Free FIU Data Science One Hour at Bootcamp: Intro Naive Bayes workshop -  Register Here

The Impact Hypothesis: The Keystone to Transformative Data Science

By Carlos Russo • March 22, 2019

Photo by Campaign Creators via Unsplash

Good data science does not imply good business. Certainly, good data science can lead to good business, but there’s no guarantee that even the best performing machine learning algorithm will lead to any uptick in revenue, customer satisfaction, or board member approval.

How can this be?  After all, data science teams are full of smart, well-compensated individuals driven by curiosity and empowered by technology.  How could they not move the bottom line?

In general, the output of a data science project is not, itself, a driver of impact. The output informs some decision or interacts with some system that drives impact. Clustering customers by behavior won’t improve sales on its own, but creating product bundles for those clusters might. Predicting late deliveries won’t improve customer satisfaction, but sending a push notification warning customers of the potential issue might. Unless your product actually is data science, there’s almost always a step that must connect the output of data science to the impact we want it to drive.

The problem is that we often take that step for granted. We assume that if the data science project is successful then the impact will follow.

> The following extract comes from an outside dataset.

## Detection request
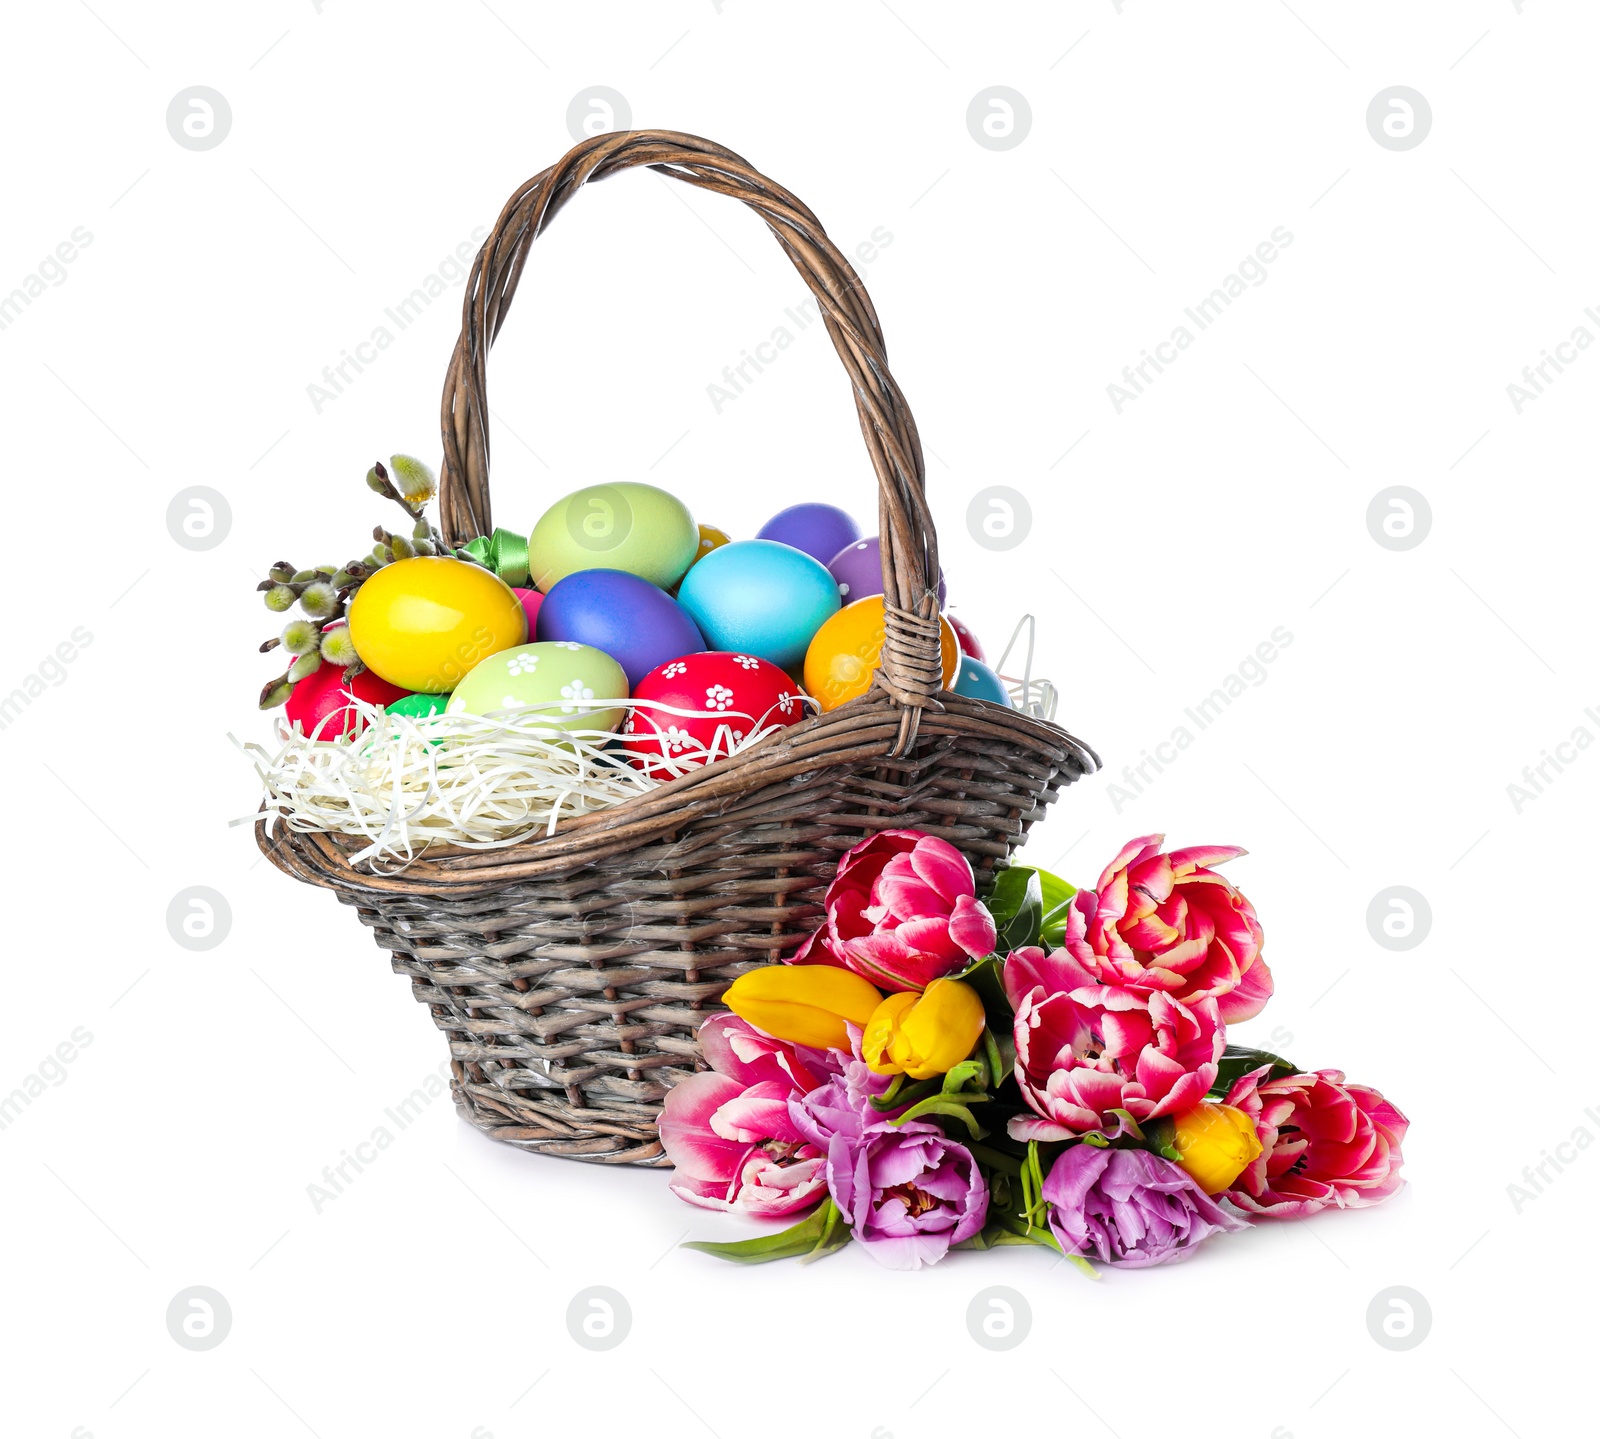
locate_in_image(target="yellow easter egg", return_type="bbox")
[348,557,527,692]
[803,596,959,713]
[689,524,732,568]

We see this assumption hiding in the most conspicuous places: in OKRs that measure new users and not algorithm performance, on dashboards that display revenue but not precision, in the single and unchallenged sentence on a planning document that states how a project will change the business.

Too often this how step is assumed to be feasible, reasonable, and without risk. But, in reality, the how is a guess. It’s a hope. It’s a hypothesis – one that we call the impact hypothesis.

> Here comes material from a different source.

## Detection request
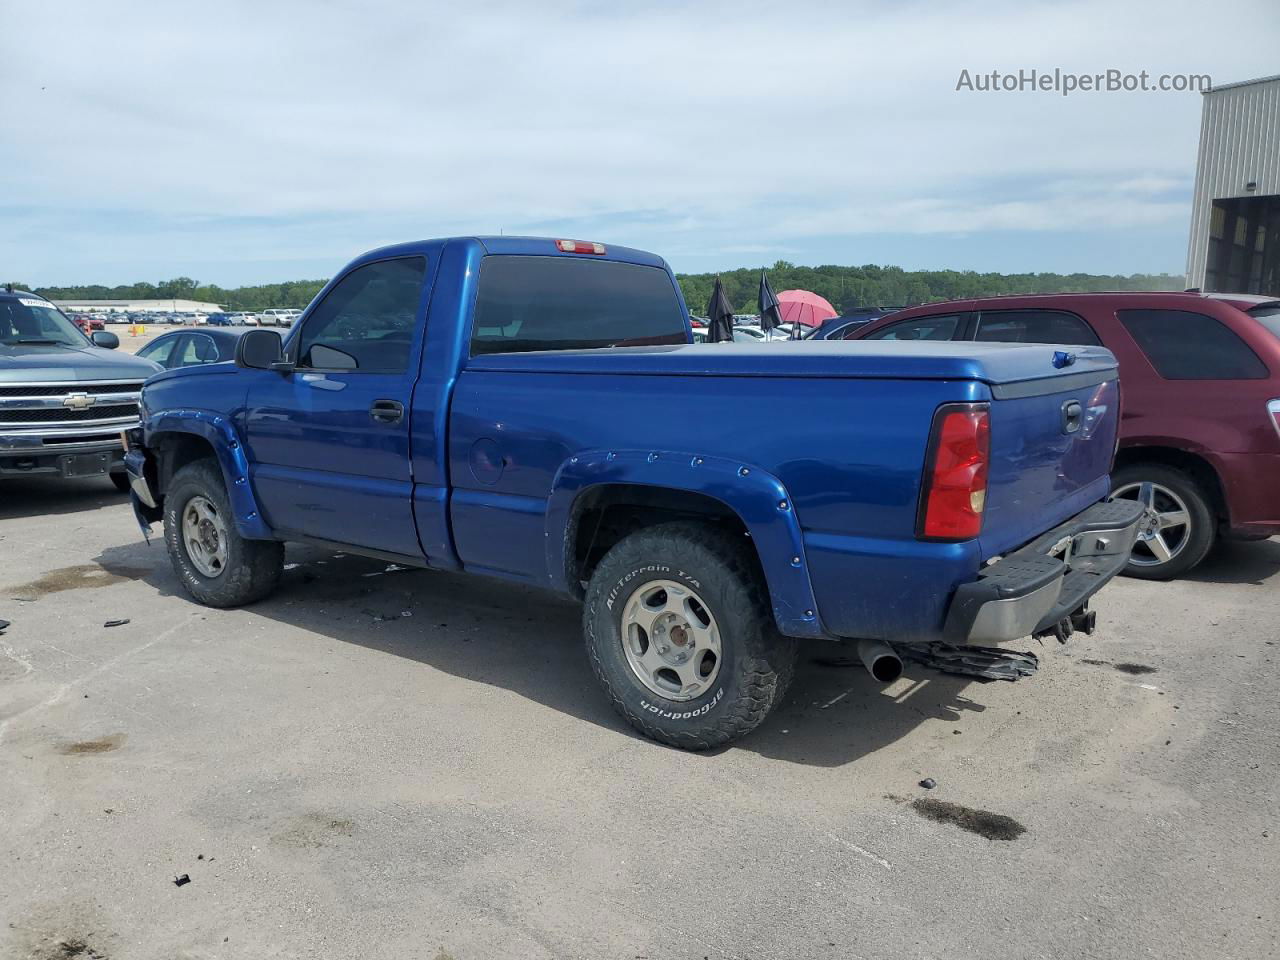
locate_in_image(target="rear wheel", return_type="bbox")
[583,522,796,750]
[1112,464,1215,580]
[164,459,283,607]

The impact hypothesis is the idea that connects the output of the data science project and the impact on the business. It is the how upon which the transformation of your business hinges.

An illustrative example

Let’s consider a common data science project: predicting customer churn.  The first line of the planning document states the goal as “to predict customer churn in order to reduce the number of churned customers through targeted incentives and promotions.”

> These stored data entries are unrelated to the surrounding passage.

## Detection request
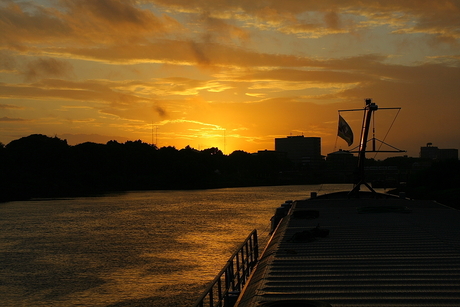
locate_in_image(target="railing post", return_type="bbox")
[217,277,222,306]
[224,265,230,291]
[254,230,259,263]
[236,253,241,290]
[209,287,214,307]
[192,229,259,307]
[240,248,244,286]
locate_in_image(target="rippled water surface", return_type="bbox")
[0,184,355,306]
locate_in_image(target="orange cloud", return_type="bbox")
[39,39,321,67]
[1,0,459,156]
[148,0,460,41]
[0,0,182,50]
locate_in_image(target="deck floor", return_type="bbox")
[235,193,460,307]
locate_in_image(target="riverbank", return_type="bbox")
[2,135,458,204]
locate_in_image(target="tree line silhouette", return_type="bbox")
[1,134,458,206]
[0,134,293,201]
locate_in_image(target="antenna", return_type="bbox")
[339,99,405,196]
[151,122,159,147]
[223,129,226,154]
[155,126,158,147]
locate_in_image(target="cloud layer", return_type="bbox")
[1,0,459,156]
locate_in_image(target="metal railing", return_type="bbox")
[192,229,259,307]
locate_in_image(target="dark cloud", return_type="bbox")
[149,0,460,40]
[0,104,24,110]
[0,0,182,50]
[188,40,212,67]
[0,50,17,71]
[324,11,341,30]
[0,2,74,45]
[0,116,27,122]
[2,0,457,65]
[24,58,74,81]
[61,0,164,30]
[69,0,148,25]
[154,105,167,118]
[196,11,251,44]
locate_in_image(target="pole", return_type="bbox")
[349,99,378,196]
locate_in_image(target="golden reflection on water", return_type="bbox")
[0,184,353,306]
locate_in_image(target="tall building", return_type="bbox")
[420,143,458,160]
[420,143,439,159]
[275,136,322,169]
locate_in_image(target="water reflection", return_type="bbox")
[0,184,353,306]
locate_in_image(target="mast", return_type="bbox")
[349,98,378,196]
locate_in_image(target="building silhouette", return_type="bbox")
[324,149,357,182]
[420,143,458,160]
[275,136,322,169]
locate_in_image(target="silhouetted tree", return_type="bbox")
[2,134,457,204]
[1,134,70,199]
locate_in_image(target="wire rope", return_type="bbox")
[372,108,401,159]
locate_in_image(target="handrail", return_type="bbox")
[192,229,259,307]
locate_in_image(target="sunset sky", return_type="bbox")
[1,0,459,158]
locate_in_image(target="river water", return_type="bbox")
[0,184,358,307]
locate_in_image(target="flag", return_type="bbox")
[338,114,353,146]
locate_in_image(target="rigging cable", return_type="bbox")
[372,108,401,159]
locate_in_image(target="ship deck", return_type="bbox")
[235,192,460,307]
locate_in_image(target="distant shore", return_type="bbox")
[1,134,458,206]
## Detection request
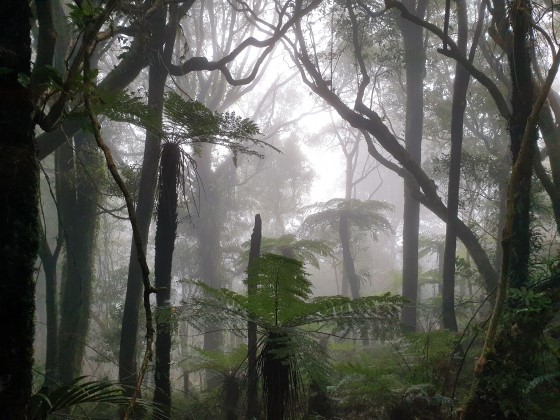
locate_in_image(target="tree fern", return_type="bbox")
[183,253,404,419]
[301,198,394,239]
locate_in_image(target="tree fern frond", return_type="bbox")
[94,90,162,134]
[181,346,248,378]
[27,377,167,419]
[289,293,405,339]
[301,198,394,239]
[240,235,334,269]
[162,92,277,161]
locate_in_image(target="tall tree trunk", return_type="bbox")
[246,214,262,420]
[507,0,534,288]
[493,159,509,273]
[441,0,470,332]
[0,1,38,415]
[463,2,554,417]
[118,4,170,394]
[56,130,100,384]
[340,153,360,300]
[153,143,180,417]
[399,0,427,331]
[196,148,224,388]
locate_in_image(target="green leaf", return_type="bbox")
[17,72,30,87]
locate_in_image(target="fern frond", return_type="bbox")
[162,92,276,161]
[28,377,167,419]
[181,346,248,377]
[290,293,405,339]
[301,198,394,239]
[94,90,161,134]
[240,235,334,269]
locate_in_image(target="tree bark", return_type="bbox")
[507,0,534,288]
[0,1,38,415]
[399,0,427,332]
[153,142,181,417]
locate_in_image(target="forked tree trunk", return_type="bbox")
[153,142,181,417]
[38,228,60,389]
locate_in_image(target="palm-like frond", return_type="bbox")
[163,92,276,162]
[28,377,166,419]
[182,346,248,378]
[69,89,162,134]
[418,232,445,259]
[240,235,333,269]
[292,294,405,339]
[301,198,394,239]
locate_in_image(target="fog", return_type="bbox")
[23,1,560,418]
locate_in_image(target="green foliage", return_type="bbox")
[96,90,160,133]
[301,198,394,240]
[184,253,404,418]
[163,92,270,162]
[241,234,333,269]
[506,287,552,321]
[82,90,270,165]
[330,332,461,419]
[182,346,248,379]
[27,377,166,419]
[67,2,103,29]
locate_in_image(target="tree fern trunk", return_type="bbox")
[153,142,180,416]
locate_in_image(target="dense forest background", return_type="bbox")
[2,0,560,418]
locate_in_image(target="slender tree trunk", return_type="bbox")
[56,130,100,384]
[119,5,170,394]
[246,214,262,420]
[0,1,38,415]
[442,0,469,332]
[340,153,360,300]
[153,143,180,417]
[399,0,427,331]
[338,212,360,299]
[196,149,225,387]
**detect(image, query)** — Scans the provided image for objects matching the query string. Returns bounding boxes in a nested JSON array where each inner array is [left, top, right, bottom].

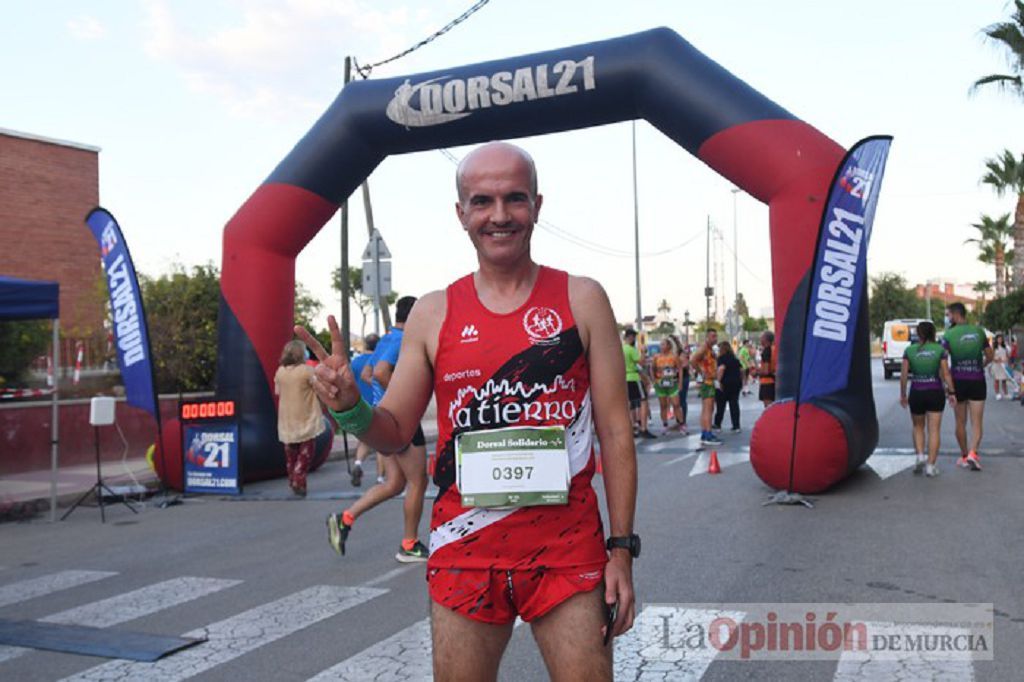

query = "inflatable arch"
[[159, 27, 879, 493]]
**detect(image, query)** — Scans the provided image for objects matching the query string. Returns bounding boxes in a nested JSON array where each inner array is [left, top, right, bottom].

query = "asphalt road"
[[1, 361, 1022, 681]]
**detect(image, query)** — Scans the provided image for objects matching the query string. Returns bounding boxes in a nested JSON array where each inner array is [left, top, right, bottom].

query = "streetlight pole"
[[705, 215, 712, 330]]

The data science goal is to “predict customer churn.” The document details potential solution paths, technological overhead, holdout group selection, features to engineer, relevant subject matter experts, and on and on.

The desired business impact is “to reduce the number of churned customers.” The document and soon-to-be-built dashboard define the exact metric by which to calculate churned customers and the cadence at which it is measured.

The assumption of how impact will occur is “through direct incentives and promotions.” It’s unlikely that anywhere in the document one more sentence discusses how direct incentives and promotions will do this.  It’s simply assumed that it will happen.

The Dangers of An Unchecked Assumption

We asked before, “how can a successful data science project not be an impactful one?”

By assuming that it will be.

But, if that assumption fails, the entire project will be for naught.  It will mean wasted time and resources. When a data science project succeeds but the impact hypothesis fails, it can be devastating to the moral of the data team.  If the data team is centralized, they’ll be reluctant to work with your team in the future. If the data science team is embedded, they’ll feel underappreciated and unmotivated.  But all this can be avoided by identifying and challenging your impact hypothesis early.

That assumption fails all too often--and almost always because it was never fully vetted. Instead of making an assumption, we need to recognize that the how is a hypothesis.

The Process

State the Impact Hypothesis

First, we must explicitly state the hypothesis. In terms of our example, the impact hypothesis is “Targeting customers who would otherwise  churn with direct incentives and promotions will reduce the number who ultimately churn.”

After seeing it written out, we might realize the hypothesis lacks specificity around implementation. A more precise hypothesis, like ” Targeting online customers who would otherwise churn with direct email incentives and discounted promotions will reduce the number who ultimately churn,” will help us formulate an impact plan and direct future action.

Stating the hypothesis refines the idea and cements its details. It also invites the critical eye so badly needed and so rarely afforded.   Furthermore, it removes the presumption of correctness. In doing so we invite the healthy critique we hope to generate. As with any hypothesis, our goal during critique is to identify when and how it can fail.

Vet the Impact Hypothesis

Now that we’ve dismissed the assumption, let’s critique the hypothesis.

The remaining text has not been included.